I have noticed that there is a large range of time that an ADQL query can take. At 8am US central time the query takes 2 seconds but later in the day it takes many minutes or sometimes doesn’t finish at all. I see from other posts that this is a known issue. I am guessing this is related to the number of users and jobs currently using the RSP. Is there any way for an user to know how many people are using the platform at a time so as to estimate whether now is a good time to do a query? Below is the query I ran:

SELECT fs.coord_ra, fs.coord_dec, ccd.visitId, ccd.detector, fs.forcedSourceId, fs.objectId, fs.ccdVisitId, fs.detect_isPrimary, 
fs.band, scisql_nanojanskyToAbMag(fs.psfFlux) as psfMag, ccd.obsStartMJD, scisql_nanojanskyToAbMag(obj.r_psfFlux) as obj_rpsfMag, obj.r_extendedness
FROM dp02_dc2_catalogs.ForcedSource as fs 
JOIN dp02_dc2_catalogs.CcdVisit as ccd ON fs.ccdVisitId = ccd.ccdVisitId 
JOIN dp02_dc2_catalogs.Object as obj ON fs.objectId = obj.objectId WHERE obj.coord_ra 
BETWEEN 59.58 AND 59.96 AND obj.coord_dec BETWEEN -36.95 AND -36.65 AND obj.detect_isPrimary = 1 AND fs.band = 'r' AND ccd.visitId = 1185205 
AND ccd.detector = 82

Hi Matt,

Thanks for the observation and question. We (the RSP database team) have absolutely seen this issue, and it is a principal focus of our ongoing development work to improve this.
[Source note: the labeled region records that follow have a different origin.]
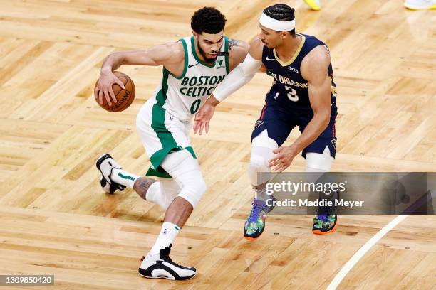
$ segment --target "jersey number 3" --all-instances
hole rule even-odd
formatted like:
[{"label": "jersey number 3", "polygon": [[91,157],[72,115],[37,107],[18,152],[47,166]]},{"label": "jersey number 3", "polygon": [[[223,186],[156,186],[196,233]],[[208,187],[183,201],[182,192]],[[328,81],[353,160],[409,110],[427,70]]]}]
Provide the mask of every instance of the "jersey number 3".
[{"label": "jersey number 3", "polygon": [[288,99],[292,102],[298,102],[299,96],[297,95],[295,89],[289,87],[287,85],[285,85],[285,89],[286,89],[286,91],[288,91]]}]

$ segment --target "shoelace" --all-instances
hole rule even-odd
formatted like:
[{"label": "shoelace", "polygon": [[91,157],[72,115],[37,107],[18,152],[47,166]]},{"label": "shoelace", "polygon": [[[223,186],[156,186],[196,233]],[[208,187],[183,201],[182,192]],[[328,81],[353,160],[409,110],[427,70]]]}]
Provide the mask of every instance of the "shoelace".
[{"label": "shoelace", "polygon": [[250,213],[250,219],[249,220],[251,223],[257,222],[257,218],[260,213],[261,210],[263,209],[261,203],[256,200],[253,200],[253,208],[251,208],[251,213]]},{"label": "shoelace", "polygon": [[323,222],[326,222],[328,218],[328,215],[316,215],[316,218],[318,220],[322,220]]}]

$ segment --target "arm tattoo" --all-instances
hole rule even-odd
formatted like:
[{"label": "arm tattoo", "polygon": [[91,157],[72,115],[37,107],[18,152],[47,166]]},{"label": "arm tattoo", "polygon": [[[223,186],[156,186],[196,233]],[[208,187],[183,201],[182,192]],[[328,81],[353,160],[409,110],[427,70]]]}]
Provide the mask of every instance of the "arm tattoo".
[{"label": "arm tattoo", "polygon": [[233,46],[239,46],[239,41],[233,38],[229,38],[229,50],[232,50]]},{"label": "arm tattoo", "polygon": [[143,200],[145,200],[145,195],[147,194],[147,190],[150,186],[156,182],[155,180],[152,178],[145,178],[143,177],[140,177],[135,181],[135,184],[133,184],[133,189],[136,193],[140,196]]}]

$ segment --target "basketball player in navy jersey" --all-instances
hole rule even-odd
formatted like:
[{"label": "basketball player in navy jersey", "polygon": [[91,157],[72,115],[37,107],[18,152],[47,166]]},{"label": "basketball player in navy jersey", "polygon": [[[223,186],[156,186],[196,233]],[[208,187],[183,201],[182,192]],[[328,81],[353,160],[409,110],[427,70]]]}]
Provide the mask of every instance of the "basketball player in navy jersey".
[{"label": "basketball player in navy jersey", "polygon": [[[249,53],[215,89],[194,125],[194,132],[199,130],[201,134],[203,129],[207,132],[214,107],[246,84],[262,64],[274,77],[251,136],[248,174],[256,196],[244,229],[250,240],[264,231],[271,205],[265,193],[271,177],[259,180],[257,173],[281,172],[301,152],[306,171],[322,174],[330,171],[336,153],[336,94],[328,48],[314,36],[295,32],[294,9],[288,5],[267,7],[259,23],[261,33],[250,43]],[[291,146],[281,146],[296,126],[300,136]],[[313,232],[333,232],[336,208],[320,210],[313,218]]]}]

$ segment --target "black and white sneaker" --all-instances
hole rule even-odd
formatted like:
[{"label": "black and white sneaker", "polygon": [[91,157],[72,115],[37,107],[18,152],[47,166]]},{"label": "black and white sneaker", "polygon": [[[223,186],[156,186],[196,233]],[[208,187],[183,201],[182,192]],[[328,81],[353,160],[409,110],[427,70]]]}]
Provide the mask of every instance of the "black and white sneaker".
[{"label": "black and white sneaker", "polygon": [[124,190],[125,186],[113,181],[110,178],[110,173],[114,169],[123,169],[120,165],[115,162],[109,154],[103,154],[97,159],[95,162],[97,168],[101,173],[100,185],[106,193],[113,194],[117,190]]},{"label": "black and white sneaker", "polygon": [[180,266],[170,258],[171,246],[162,249],[160,254],[142,257],[138,270],[139,274],[146,278],[164,278],[169,280],[187,280],[194,278],[197,270],[193,267]]}]

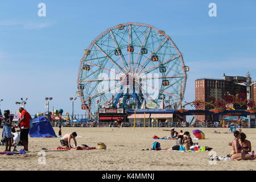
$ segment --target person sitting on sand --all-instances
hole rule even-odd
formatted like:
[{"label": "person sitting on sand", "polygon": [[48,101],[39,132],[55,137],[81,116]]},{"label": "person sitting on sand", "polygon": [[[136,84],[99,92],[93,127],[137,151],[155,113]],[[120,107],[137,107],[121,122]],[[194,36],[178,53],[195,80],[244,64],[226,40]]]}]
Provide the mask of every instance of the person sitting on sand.
[{"label": "person sitting on sand", "polygon": [[171,135],[170,135],[170,138],[176,138],[177,136],[178,133],[174,130],[175,130],[175,128],[172,127],[171,130],[163,129],[163,131],[171,131]]},{"label": "person sitting on sand", "polygon": [[182,139],[182,143],[186,150],[189,150],[190,147],[193,145],[192,138],[190,136],[189,132],[185,131],[183,135],[183,139]]},{"label": "person sitting on sand", "polygon": [[183,135],[178,135],[178,139],[175,142],[175,145],[172,148],[161,148],[162,150],[179,150],[180,146],[183,145],[182,139],[183,139]]},{"label": "person sitting on sand", "polygon": [[179,135],[184,135],[183,131],[180,130],[180,133],[178,134],[178,136]]},{"label": "person sitting on sand", "polygon": [[236,158],[238,158],[237,155],[234,155],[236,154],[242,152],[242,146],[239,143],[239,140],[241,138],[240,133],[238,131],[236,131],[234,132],[234,136],[235,138],[229,143],[229,145],[232,146],[232,150],[230,155],[232,160],[236,160]]},{"label": "person sitting on sand", "polygon": [[241,146],[241,153],[234,154],[231,158],[234,160],[253,159],[249,154],[251,151],[251,142],[245,139],[246,135],[245,133],[240,133],[240,136],[238,142]]},{"label": "person sitting on sand", "polygon": [[67,134],[64,135],[60,139],[61,146],[65,147],[68,146],[69,148],[72,148],[71,144],[71,139],[73,138],[75,142],[75,146],[76,147],[76,137],[77,136],[76,132],[73,132],[72,134]]}]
As a clarification, we have seen that these slow-downs are currently triggered not so much by cumulative user load, but typically as a result of a small number of concurrent queries that Qserv (RSP’s back-end distributed database) has to work particularly hard to answer (more specifics below). When faced with this, Qserv can consume excessive cluster resources and “starve itself” for ability to process other queries (simple or complex) concurrently.

We don’t expect our users to have to know or guess these particulars about Qserv, and we know the great variability in response times currently seen on the system is frustrating. We are working to implement resource management mechanisms in Qserv to even this out and hope to be rolling out some significant improvements in the upcoming weeks.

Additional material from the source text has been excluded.